Le linee guida ministeriali per l’assegnazione dei diritti di uso delle frequenze ai nuovi operatori di rete in ambito locale sono state uno degli argomenti trattati nella recente riunione del Tavolo di coordinamento ministeriale Tv 4.0. In tale sede, il coordinatore Aeranti-Corallo, avv. Marco Rossignoli, ha evidenziato che il nuovo Pnaf (Piano nazionale di assegnazione delle frequenze) di cui alla delibera Agcom n. 39/19/CONS prevede nella maggior parte delle aree tecniche una sola frequenza di primo livello e reti di secondo livello con limitata capacità di copertura e che, pertanto, è evidente che le tv locali dovranno affrontare la problematica individuando soluzioni che garantiscano la continuità di impresa delle stesse.

Rossignoli ha sottolineato quindi che, in tale contesto, occorra una normativa che garantisca, tra l’altro, una pluralità dell’offerta televisiva locale, una disponibilità di identica quantità di capacità trasmissiva, in HD o in SD, per i FSMA locali, tariffe per l’acquisto della capacità trasmissiva che non costituiscano barriera al relativo accesso.

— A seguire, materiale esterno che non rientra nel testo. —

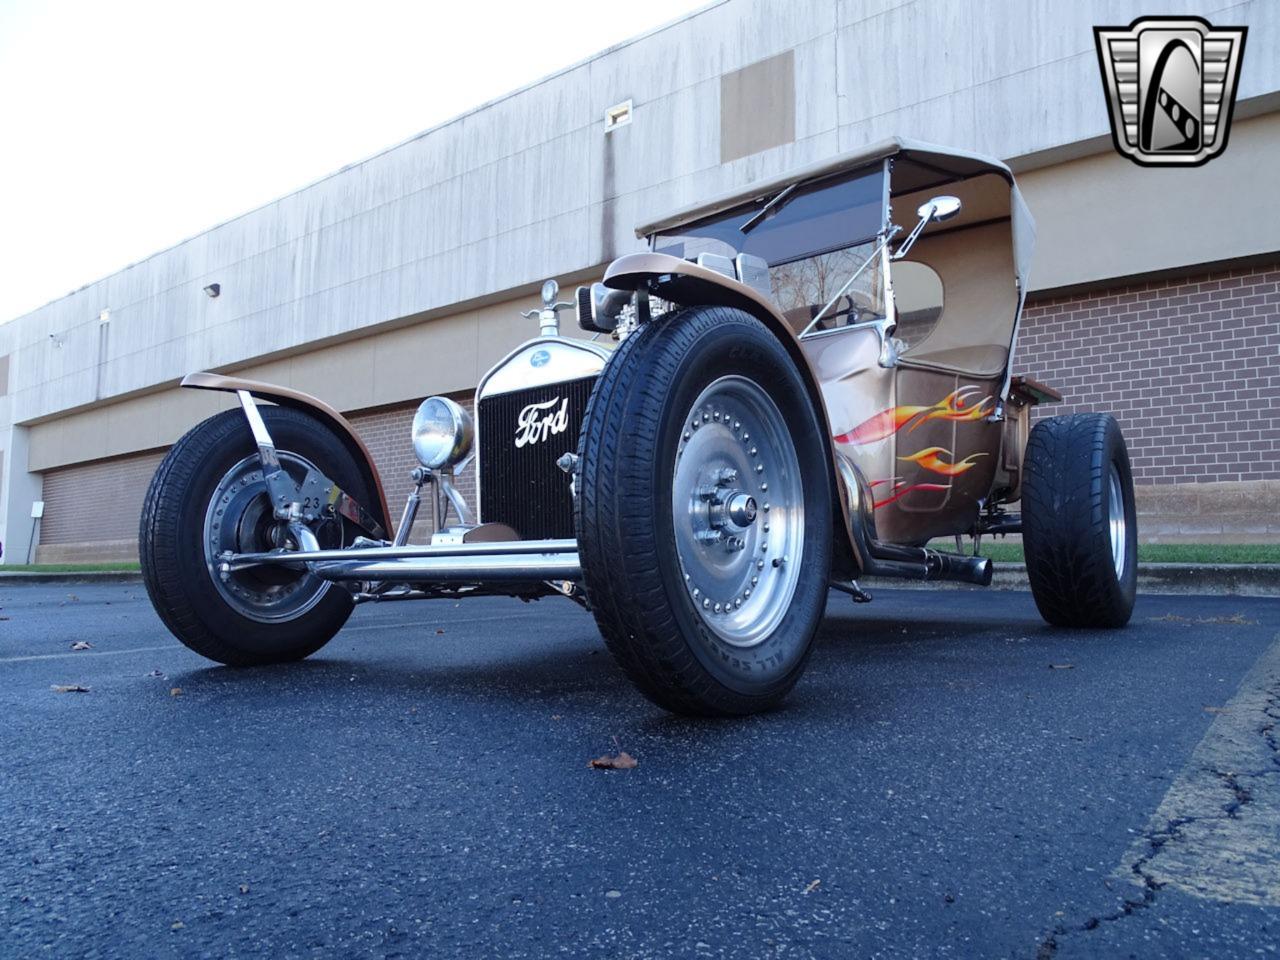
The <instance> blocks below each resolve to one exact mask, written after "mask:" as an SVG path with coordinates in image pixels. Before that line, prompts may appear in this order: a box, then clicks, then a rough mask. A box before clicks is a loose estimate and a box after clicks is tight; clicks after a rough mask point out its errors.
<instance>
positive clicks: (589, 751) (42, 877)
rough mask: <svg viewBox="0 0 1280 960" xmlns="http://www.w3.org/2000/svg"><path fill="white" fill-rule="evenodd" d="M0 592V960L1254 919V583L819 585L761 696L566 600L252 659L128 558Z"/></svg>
mask: <svg viewBox="0 0 1280 960" xmlns="http://www.w3.org/2000/svg"><path fill="white" fill-rule="evenodd" d="M0 607H3V609H0V617H4V620H3V621H0V710H3V714H0V716H3V726H0V955H4V956H6V957H8V956H14V957H18V956H78V957H79V956H104V957H105V956H120V957H137V956H206V955H207V956H248V955H269V956H319V955H328V956H508V957H518V956H527V957H543V956H636V957H644V956H681V957H684V956H742V957H758V956H783V957H806V956H818V957H842V956H956V957H973V956H1015V957H1037V956H1091V957H1093V956H1161V957H1169V956H1211V957H1228V956H1242V957H1244V956H1249V957H1252V956H1270V955H1274V954H1275V952H1276V951H1277V945H1280V826H1277V824H1280V763H1277V753H1276V740H1277V730H1280V728H1277V726H1276V724H1277V723H1280V644H1277V635H1280V602H1277V600H1266V599H1242V598H1176V596H1155V598H1144V599H1142V600H1140V602H1139V605H1138V611H1137V613H1135V616H1134V623H1133V626H1132V627H1130V628H1129V630H1126V631H1123V632H1119V634H1091V632H1066V631H1059V630H1052V628H1050V627H1047V626H1044V625H1043V623H1042V621H1041V620H1039V618H1038V616H1037V614H1036V609H1034V607H1033V604H1032V600H1030V596H1029V595H1027V594H1020V593H983V591H946V593H920V591H890V590H883V591H878V593H877V599H876V602H874V603H873V604H870V605H865V607H855V605H854V604H852V603H850V602H849V599H847V598H844V596H840V595H833V596H832V599H831V602H829V607H828V620H827V623H826V627H824V630H823V634H822V639H820V645H819V648H818V650H817V653H815V655H814V659H813V662H812V666H810V668H809V672H808V675H806V676H805V678H804V680H803V681H801V685H800V687H799V689H797V690H796V692H795V695H794V696H792V699H791V700H790V703H788V705H787V707H786V708H785V709H783V710H781V712H777V713H774V714H771V716H765V717H756V718H751V719H746V721H735V722H694V721H687V719H678V718H673V717H669V716H666V714H663V713H662V712H659V710H658V709H655V708H653V707H650V705H649V704H648V703H646V701H644V700H643V699H641V698H640V696H639V695H637V694H635V692H634V691H632V689H631V687H630V686H628V685H627V682H626V681H625V680H623V678H622V677H621V675H620V673H618V672H617V669H616V668H614V666H613V663H612V662H611V659H609V655H608V653H607V652H605V650H604V648H603V644H602V641H600V639H599V636H598V635H596V632H595V628H594V625H593V622H591V620H590V617H589V614H586V613H584V612H581V611H579V609H577V608H576V607H573V605H572V604H570V603H568V602H556V600H552V602H541V603H539V604H522V603H520V602H516V600H498V599H492V600H489V599H481V600H471V602H467V603H463V604H461V605H458V604H454V603H452V602H430V603H421V604H412V603H402V604H385V605H380V607H366V608H361V609H357V611H356V613H355V614H353V617H352V620H351V622H349V625H348V627H347V628H346V630H344V631H343V632H342V634H340V635H339V636H338V637H337V639H335V640H334V641H333V643H332V644H330V645H329V646H328V648H325V649H324V650H323V652H321V653H320V654H319V655H316V657H315V658H314V659H312V660H310V662H306V663H302V664H297V666H292V667H285V668H268V669H256V671H232V669H227V668H220V667H216V666H214V664H210V663H207V662H205V660H201V659H200V658H198V657H196V655H195V654H192V653H188V652H187V650H186V649H184V648H182V646H179V645H178V644H177V641H174V640H173V639H172V637H170V636H169V635H168V634H166V632H165V630H164V627H163V626H161V625H160V622H159V621H157V620H156V617H155V616H154V613H152V612H151V608H150V605H148V603H147V600H146V596H145V593H143V590H142V588H141V586H140V585H129V584H116V585H105V584H99V585H55V586H45V585H41V586H5V588H0ZM77 641H87V643H90V644H92V646H91V648H90V649H84V650H72V649H70V646H72V644H73V643H77ZM55 685H63V686H65V685H81V686H84V687H87V689H88V692H55V691H54V690H52V689H51V687H52V686H55ZM175 691H180V692H175ZM620 748H621V749H623V750H626V751H628V753H631V754H632V755H635V756H636V759H637V760H639V765H637V767H636V768H635V769H631V771H594V769H590V768H589V767H588V762H589V759H590V758H593V756H598V755H600V754H604V753H612V751H614V750H616V749H620Z"/></svg>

Inoltre, ha aggiunto Marco Rossignoli, le procedure di selezione degli operatori di rete dovrebbero incentivare, tra l’altro, la partecipazione alle gare da parte di intese, consorzi, raggruppamenti temporanei costituiti da imprese televisive locali che stanno svolgendo, nell’area tecnica oggetto della procedura di selezione, l’attività di operatore di rete locale e/o di FSMA locale. Allo stesso tempo, non dovrebbe essere consentito ad uno stesso soggetto di poter ottenere l’assegnazione delle frequenze in numerose aree tecniche, ovvero di ottenere più frequenze nella stessa area tecnica.
In tal modo, ha concluso Rossignoli, verrebbe garantita la possibilità alle tv locali di poter continuare a diffondere i propri programmi nelle aree precedentemente servite.